Surfari Collection: Born from Blisters, Beauty, and a Boat Named Regret (kidding… kind of).
I was born in a hippie commune in Marblemount, Washington — yep, one of those places. No electricity, no Netflix, just a bunch of free-spirited humans living off the land, vibing together, and probably smelling very… natural. My mom eventually decided maybe raising kids without, you know, basic infrastructure wasn’t the dream, so she packed us up and moved us to the magical coastal town of Santa Cruz, California.
There she met my dad, and I grew up in a VERY large family. Like… the kind of large where family gatherings look like small festivals.
Our family vacations were not “hotel with a pool” situations. Oh no. We did two full weeks of camping deep in the Desolation Wilderness every summer. No showers. No toilets. Just a mountain lake so cold it slapped the attitude right out of you. We spent our days swimming, riding bikes around the lake, scaling massive granite boulders, and going on overnight hikes we loved to hate.
And every night, we’d flop down onto cold, unforgiving granite — that somehow made the best bed in the world — stare up at the sky, and watch shooting stars burn through the dark.

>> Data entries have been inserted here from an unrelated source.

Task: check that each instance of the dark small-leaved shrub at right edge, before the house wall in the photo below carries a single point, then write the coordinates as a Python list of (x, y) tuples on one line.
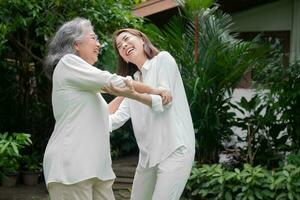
[(283, 84)]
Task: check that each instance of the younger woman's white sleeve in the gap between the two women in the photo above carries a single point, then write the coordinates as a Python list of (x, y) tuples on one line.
[(121, 116)]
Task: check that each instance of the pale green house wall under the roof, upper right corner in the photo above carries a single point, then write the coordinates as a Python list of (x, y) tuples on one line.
[(282, 15)]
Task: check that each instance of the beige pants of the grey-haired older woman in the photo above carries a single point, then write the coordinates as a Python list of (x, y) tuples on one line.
[(90, 189)]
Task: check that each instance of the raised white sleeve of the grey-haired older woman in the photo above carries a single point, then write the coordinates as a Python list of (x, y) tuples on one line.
[(81, 75)]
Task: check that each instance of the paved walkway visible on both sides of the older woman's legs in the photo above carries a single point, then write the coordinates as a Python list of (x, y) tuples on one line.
[(124, 169)]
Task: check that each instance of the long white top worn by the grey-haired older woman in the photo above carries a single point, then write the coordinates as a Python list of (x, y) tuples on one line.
[(79, 147)]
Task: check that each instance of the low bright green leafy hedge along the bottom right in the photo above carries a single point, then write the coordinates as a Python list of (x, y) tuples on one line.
[(216, 182)]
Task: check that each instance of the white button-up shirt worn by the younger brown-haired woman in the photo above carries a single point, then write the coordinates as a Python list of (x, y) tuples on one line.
[(159, 130)]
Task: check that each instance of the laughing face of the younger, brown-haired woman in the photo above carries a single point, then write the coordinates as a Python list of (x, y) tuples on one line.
[(130, 47)]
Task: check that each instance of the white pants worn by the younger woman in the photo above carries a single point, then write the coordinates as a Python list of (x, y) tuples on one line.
[(165, 181)]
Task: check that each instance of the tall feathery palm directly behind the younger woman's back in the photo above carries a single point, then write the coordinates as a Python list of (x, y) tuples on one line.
[(212, 61)]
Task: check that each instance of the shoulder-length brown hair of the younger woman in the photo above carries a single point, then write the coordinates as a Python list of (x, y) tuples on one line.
[(124, 68)]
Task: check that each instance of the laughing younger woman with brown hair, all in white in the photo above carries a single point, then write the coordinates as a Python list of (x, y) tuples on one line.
[(164, 134)]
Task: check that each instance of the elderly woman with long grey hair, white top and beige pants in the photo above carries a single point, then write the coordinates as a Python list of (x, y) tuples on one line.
[(77, 162)]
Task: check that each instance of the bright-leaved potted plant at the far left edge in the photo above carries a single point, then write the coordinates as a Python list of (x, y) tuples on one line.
[(10, 144)]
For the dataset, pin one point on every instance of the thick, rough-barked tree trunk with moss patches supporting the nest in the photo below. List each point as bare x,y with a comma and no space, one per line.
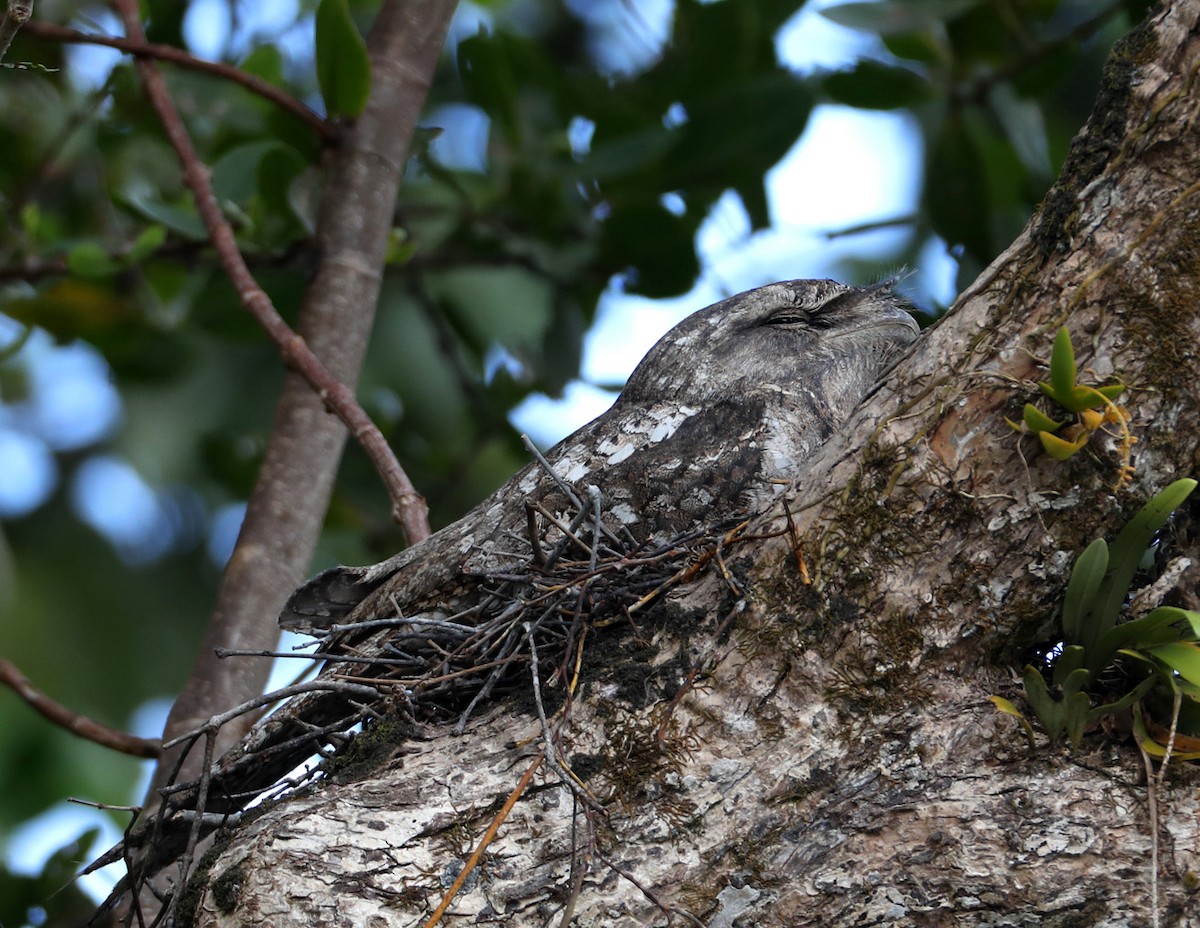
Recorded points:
838,763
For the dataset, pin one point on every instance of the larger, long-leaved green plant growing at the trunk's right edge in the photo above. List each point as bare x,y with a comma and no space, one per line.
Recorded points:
1165,642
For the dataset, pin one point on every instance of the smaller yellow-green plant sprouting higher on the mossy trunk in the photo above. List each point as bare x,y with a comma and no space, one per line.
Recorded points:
1093,408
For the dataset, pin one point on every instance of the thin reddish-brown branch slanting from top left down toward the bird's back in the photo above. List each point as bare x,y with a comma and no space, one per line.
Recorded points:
409,506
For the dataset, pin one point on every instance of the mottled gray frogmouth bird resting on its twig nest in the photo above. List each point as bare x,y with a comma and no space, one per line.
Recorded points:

This was also where my dad introduced us to the strangest trail snack known to humankind: kipper snacks and crackers. I was convinced it would be disgusting… and then I became obsessed. (If you know, you know.)
Fast-forward to adulthood: I had my own family, and naturally, I wanted to continue the tradition of “peaceful nature with just a sprinkle of suffering.” While camping in Yosemite, we decided — because we were delusional — to hike Half Dome.

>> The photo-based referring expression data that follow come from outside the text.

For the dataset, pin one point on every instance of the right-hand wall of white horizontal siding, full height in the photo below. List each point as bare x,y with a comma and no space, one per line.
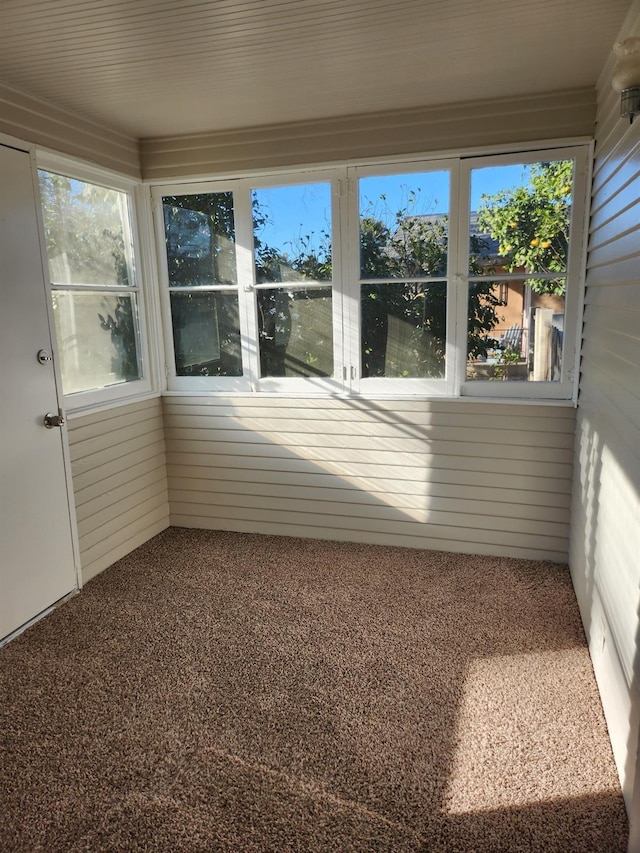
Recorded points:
605,532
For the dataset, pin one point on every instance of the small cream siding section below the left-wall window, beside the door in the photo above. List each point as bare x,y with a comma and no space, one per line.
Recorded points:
118,469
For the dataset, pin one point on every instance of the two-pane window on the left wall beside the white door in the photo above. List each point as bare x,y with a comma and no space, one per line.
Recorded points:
95,293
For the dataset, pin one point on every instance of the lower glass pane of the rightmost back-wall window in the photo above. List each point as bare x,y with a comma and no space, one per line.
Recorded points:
515,332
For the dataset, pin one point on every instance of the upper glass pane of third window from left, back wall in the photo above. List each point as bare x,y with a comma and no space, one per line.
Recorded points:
404,224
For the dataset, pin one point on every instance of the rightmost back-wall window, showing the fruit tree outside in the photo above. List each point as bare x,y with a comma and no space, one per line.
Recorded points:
518,256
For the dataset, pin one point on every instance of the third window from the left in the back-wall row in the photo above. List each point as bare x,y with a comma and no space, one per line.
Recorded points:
403,263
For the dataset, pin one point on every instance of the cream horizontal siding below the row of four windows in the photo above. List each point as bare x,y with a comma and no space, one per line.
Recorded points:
458,476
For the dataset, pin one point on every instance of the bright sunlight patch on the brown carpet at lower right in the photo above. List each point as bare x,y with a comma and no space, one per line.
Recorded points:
527,733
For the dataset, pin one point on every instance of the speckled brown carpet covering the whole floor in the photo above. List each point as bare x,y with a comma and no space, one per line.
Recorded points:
225,692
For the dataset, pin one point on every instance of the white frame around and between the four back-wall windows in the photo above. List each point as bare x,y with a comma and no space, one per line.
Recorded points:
347,379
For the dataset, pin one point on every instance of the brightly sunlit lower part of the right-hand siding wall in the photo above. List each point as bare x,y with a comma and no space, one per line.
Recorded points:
604,568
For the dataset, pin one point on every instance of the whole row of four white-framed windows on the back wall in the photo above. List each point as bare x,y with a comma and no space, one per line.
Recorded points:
451,277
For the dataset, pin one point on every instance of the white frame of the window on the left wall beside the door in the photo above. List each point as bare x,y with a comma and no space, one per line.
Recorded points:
147,384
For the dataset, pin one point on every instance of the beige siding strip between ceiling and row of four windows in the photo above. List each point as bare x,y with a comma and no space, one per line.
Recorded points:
391,134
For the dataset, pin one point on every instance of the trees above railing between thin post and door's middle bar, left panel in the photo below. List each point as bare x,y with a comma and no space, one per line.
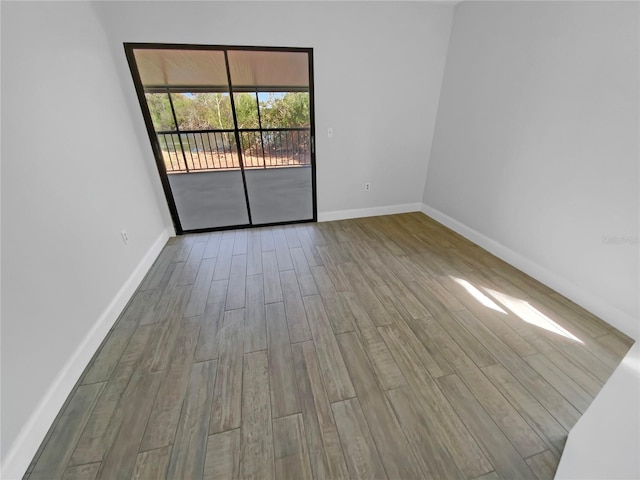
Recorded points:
203,111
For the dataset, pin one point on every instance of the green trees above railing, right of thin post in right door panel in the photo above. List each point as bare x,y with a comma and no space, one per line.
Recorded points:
284,109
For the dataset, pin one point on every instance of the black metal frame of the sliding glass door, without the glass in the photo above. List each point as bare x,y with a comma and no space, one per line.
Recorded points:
129,49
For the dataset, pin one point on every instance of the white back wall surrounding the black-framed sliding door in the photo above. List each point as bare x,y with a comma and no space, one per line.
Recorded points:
378,71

I thought, How hard could it be?
So there we were…
Jeans. T-shirt. One bottle of water.
Basically the wardrobe of someone who does not survive a nature documentary.
Half Dome laughed at us.
It was blazing hot. Then it snowed. Then rained. Then fogged. Then sunny again.
Every season in one hike.
My daughter, about 12 or 13, and I struggled up every switchback like we were being personally attacked. Meanwhile, my 10-year-old son was sprinting ahead of us, then back down, then up again — like an unleashed golden retriever with zero regard for gravity.
But we did it. We reached the top. And it was spectacular.
My son even tried climbing the cables — which were down because it was October — and nearly sent me straight to the afterlife. I made him come back down immediately, dramatically, aggressively mom-style.
We kept hiking. Big Sur, local trails, cold nights in too-thin sleeping bags — all the things that bind a family together through shared “fun-but-also-this-kinda-sucks” outdoor memories.
That’s the thing about hiking:
It’s the best worst experience you’ll ever have.
It breaks you, then heals you, then makes you want to do it again for reasons no one can medically explain.
My store might feel like a mix of coastal and campy vibes — because that’s exactly who I am. A Santa Cruz beach girl raised by mountains, lakes, and the kind of hikes that leave you questioning your life choices.
And now? I’m back to raising little ones again — twins, with a 20+ year age gap from my older kids. Yes, I know. Yes… I’m tired. No, we don’t talk about it.
I started this store to share my love for nature, the outdoors, adventure, sarcasm, nostalgia — and honestly, to help my family afford life in this beautiful, expensive town we refuse to leave.
If my designs make you smile, laugh, reminisce, or want to lace up your boots (or stay firmly on the couch — no judgment), then my job here is done.
Thanks for being here.
Thanks for supporting my little corner of the world.
And thanks for letting me turn my wild, weird, wonderful life into wearable art. 🌲🌊✨
Welcome to Surfari. We’re here for the love, the hate, and all the muddy memories in between.